La conseillère "d'insertion et de probation" - dite SPIP -, qui le suivait en prison, a été parmi les premières à passer à la barre. Une fine jeune femme rousse de 36 ans qui a avoué qu'elle ne savait "pas vraiment" où allait loger l'accusé à sa sortie. Elle a cherché en vain une structure pour l'accueillir. Mais les profils comme ceux d'Evrard sont souvent "rejetés", a-t-elle expliqué. Alors, elle lui a donné une note, avec des adresses d'hôtels, le numéro du 115 en cas de problème.

"Ce n'est pas un reproche (...) mais est-ce que ce n'est pas particulièrement fragile pour un détenu ?, l'a interrogé l'avocat de M. Evrard, Me Jérôme Pianezza.

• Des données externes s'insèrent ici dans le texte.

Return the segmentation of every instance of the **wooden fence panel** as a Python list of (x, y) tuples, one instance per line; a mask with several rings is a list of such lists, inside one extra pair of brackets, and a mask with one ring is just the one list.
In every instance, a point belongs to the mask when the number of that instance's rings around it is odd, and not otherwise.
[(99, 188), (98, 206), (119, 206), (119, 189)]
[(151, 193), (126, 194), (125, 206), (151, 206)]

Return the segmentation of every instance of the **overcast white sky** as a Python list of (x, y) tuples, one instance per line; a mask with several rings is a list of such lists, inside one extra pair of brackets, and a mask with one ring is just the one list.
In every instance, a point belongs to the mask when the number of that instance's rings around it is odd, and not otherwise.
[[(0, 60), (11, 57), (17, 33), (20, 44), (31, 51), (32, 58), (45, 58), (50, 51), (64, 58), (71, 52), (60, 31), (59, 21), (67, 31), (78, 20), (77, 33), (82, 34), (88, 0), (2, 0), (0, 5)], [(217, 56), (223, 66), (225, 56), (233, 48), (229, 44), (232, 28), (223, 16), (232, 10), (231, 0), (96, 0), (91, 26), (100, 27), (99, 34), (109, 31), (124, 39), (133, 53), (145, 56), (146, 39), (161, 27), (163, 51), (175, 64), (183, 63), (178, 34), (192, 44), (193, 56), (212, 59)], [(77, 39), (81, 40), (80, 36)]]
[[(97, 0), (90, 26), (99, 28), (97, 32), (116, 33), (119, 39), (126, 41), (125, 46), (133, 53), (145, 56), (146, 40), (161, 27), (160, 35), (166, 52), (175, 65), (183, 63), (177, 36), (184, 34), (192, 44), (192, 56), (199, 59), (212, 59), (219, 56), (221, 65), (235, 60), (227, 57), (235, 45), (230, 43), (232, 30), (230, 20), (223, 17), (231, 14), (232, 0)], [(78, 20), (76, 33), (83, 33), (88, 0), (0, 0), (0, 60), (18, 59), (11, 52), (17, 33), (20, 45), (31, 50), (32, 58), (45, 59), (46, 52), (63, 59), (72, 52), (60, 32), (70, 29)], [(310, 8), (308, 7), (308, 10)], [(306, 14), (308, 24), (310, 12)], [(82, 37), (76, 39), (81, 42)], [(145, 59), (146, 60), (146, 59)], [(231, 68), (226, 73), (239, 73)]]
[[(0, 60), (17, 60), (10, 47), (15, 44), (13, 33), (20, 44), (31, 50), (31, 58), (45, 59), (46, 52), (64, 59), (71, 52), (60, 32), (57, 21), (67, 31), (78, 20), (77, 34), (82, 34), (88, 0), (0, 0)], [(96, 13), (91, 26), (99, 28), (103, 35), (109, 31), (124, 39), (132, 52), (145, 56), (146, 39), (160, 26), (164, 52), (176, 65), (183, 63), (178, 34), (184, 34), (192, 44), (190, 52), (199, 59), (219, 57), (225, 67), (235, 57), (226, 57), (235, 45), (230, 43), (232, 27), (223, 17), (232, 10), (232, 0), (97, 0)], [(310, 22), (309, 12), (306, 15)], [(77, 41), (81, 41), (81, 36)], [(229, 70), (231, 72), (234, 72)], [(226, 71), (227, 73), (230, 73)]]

- Si, mais c'est malheureusement le cas pour de nombreux détenus", lui a-t-elle répondu, ébranlée. Quelques minutes plus tôt, elle avait timidement défendu face à l'avocat d'Enis et de son père, Me Emmanuel Riglaire, le manque "de structures intermédiaires entre la prison et l'extérieur".

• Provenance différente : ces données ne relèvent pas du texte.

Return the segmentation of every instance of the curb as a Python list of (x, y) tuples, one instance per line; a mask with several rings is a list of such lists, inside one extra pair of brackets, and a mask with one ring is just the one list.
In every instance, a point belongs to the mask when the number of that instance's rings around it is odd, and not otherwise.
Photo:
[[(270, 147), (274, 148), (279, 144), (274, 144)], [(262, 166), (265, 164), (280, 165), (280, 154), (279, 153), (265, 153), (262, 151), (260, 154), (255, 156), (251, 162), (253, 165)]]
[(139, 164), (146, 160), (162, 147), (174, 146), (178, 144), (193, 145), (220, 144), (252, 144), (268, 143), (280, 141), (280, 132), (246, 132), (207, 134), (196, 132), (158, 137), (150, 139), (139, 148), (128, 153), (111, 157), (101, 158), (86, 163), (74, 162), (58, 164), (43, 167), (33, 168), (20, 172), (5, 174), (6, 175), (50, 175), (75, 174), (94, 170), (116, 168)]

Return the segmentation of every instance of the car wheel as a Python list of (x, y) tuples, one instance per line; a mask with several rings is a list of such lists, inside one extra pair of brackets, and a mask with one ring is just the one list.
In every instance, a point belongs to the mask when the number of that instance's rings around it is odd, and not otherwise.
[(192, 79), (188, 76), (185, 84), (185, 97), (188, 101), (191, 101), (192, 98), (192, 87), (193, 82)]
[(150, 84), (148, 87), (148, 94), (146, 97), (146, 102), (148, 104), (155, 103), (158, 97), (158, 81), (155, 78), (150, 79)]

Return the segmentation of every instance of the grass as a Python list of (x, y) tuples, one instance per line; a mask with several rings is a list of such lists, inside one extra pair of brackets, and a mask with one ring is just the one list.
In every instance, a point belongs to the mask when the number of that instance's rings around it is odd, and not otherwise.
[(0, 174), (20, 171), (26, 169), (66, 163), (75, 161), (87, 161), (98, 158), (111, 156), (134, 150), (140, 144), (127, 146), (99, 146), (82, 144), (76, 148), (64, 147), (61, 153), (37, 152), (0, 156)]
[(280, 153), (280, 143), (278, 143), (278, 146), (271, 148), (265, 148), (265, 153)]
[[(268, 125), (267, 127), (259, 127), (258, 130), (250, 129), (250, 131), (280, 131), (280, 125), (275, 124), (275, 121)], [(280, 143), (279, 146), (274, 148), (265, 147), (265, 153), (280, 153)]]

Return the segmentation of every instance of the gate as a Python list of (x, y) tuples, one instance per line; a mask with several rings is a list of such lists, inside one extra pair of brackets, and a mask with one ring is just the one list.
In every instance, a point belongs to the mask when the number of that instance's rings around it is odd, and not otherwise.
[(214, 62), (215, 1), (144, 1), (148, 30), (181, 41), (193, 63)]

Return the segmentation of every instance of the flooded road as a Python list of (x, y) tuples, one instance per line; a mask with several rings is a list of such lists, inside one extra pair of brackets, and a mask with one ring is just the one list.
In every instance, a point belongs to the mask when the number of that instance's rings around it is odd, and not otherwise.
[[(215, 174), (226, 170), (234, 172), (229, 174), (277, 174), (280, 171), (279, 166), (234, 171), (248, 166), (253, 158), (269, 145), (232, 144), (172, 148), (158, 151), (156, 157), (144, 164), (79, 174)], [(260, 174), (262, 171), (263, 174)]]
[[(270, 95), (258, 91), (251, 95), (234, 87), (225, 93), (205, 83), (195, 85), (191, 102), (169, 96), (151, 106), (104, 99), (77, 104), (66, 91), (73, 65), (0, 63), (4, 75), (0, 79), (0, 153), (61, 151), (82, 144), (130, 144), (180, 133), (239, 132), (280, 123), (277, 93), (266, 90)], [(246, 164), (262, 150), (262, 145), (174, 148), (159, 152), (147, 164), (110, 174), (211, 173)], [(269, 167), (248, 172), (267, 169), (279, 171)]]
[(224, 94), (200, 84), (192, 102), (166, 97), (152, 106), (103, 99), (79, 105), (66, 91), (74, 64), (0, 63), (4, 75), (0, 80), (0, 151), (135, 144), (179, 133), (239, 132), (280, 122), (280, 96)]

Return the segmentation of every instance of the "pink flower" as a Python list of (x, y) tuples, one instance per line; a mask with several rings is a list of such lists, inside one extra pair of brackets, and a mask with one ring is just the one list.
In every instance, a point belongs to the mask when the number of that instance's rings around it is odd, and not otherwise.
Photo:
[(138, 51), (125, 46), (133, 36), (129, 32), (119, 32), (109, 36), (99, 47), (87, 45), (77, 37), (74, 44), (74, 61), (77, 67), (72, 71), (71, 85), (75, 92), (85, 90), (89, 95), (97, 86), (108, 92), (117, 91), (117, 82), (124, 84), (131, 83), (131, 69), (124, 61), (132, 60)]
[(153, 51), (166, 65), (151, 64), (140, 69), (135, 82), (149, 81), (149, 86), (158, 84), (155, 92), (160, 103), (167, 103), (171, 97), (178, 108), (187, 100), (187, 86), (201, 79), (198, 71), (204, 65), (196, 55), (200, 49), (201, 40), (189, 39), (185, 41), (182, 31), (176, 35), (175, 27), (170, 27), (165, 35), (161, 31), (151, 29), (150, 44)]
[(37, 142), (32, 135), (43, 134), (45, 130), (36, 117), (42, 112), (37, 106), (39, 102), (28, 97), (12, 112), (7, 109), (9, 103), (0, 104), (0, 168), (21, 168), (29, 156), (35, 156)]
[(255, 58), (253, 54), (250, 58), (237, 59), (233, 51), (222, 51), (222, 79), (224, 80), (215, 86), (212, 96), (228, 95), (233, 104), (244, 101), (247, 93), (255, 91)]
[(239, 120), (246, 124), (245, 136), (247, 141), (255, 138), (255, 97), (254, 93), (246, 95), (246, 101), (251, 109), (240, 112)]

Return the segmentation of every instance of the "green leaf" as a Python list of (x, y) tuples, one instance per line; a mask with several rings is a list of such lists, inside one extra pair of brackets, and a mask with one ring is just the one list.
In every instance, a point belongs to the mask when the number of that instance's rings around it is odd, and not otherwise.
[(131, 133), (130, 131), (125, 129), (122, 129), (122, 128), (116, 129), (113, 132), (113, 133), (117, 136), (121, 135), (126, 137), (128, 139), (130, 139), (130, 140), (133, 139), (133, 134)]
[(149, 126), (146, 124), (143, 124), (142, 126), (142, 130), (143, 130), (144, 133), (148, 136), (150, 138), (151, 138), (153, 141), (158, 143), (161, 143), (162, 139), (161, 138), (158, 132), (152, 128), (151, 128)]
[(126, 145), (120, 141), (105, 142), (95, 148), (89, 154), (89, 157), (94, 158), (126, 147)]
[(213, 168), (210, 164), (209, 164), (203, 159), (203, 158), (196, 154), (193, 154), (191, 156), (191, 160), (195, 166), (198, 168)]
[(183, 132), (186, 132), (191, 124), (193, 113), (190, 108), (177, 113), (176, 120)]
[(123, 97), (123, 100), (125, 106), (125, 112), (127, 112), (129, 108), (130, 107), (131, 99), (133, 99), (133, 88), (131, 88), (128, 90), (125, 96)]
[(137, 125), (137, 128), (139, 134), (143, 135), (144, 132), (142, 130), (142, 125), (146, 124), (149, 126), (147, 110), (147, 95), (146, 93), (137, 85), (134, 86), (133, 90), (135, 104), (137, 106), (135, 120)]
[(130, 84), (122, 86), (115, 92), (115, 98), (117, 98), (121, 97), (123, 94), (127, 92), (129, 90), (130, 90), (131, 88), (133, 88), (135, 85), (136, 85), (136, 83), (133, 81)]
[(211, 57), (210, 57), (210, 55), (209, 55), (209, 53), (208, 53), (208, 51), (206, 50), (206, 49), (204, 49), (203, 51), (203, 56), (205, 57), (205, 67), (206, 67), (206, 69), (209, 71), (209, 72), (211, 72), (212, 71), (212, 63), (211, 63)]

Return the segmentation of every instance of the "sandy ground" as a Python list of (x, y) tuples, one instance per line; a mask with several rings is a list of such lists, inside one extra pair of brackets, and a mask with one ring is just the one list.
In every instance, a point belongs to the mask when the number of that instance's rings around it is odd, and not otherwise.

Autre témoin, autre dysfonctionnement, avec la conseillère SPIP de la ville de Rouen. Là où, finalement, M. Evrard s'est domicilié après avoir quitté Caen, en réservant une chambre d'hôtel. Une femme consciencieuse. Problème, le dossier de M. Evrard ne lui est jamais parvenu. Le 10 juillet, elle a donc reçu l'accusé en rendez-vous sans rien savoir, ni de ses vingt ans de détention ni de sa dangerosité. "Du coup, on n'a pas parlé de ses obligations", a-t-elle admis. Soit, notamment, ne pas s'approcher de mineurs, suivre un traitement antihormonal...

Troubles de l'érection

Quelques minutes plus tôt, à la barre, c'est sa directrice qui a été bombardée de questions. Une femme brune de 52 ans qui a tenté pendant une heure et demie de ne rien céder, avant d'avouer : "C'était la première fois que mon service avait à gérer une mesure de "surveillance judiciaire"." Le dispositif, récent, est plus contraignant que d'autres. Tellement récent qu'il n'était pas spécifié dans le serveur informatique. Et le président de la cour, Michel Gasteau, de lui demander alors : "Vous auriez aimé qu'on vous prévienne que c'était un dossier particulier ?

- Oui."

Dysfonctionnement encore avec la juge d'application des peines (JAP), Mme Valérie de Saint-Félix, 41 ans, élégante blonde, veste noire. Si le dossier de M. Evrard n'est jamais parvenu au SPIP de Rouen et a empêché, faute de saisine par ailleurs, toute mise en oeuvre du traitement antihormonal de M. Evrard, c'est parce qu'il est arrivé par courrier dans son service le jour où elle partait en vacances pour un mois. Elle ne l'aurait découvert qu'à son retour, mi-août... quand Francis Evrard était déjà repassé à l'acte. "Je ne peux pas vous dire pourquoi ce dossier n'a pas été transmis, a-t-elle expliqué, mais il n'a pas suivi un parcours normal et conforme à la pratique."

Reste le docteur Philippe Guivarch, l'avant-dernier à avoir été entendu, mercredi soir. C'est lui qui a prescrit du Viagra à Francis Evrard lors de sa consultation dite de "sortie de prison", dix jours avant sa libération. Comme à l'accoutumée, il avait une quinzaine de patients à voir en deux heures et demie. "Soit environ dix minutes pour chacun." M. Evrard lui a indiqué qu'il avait des troubles de l'érection et qu'il souhaitait refaire sa vie. Le médecin n'a pas posé de questions plus avant.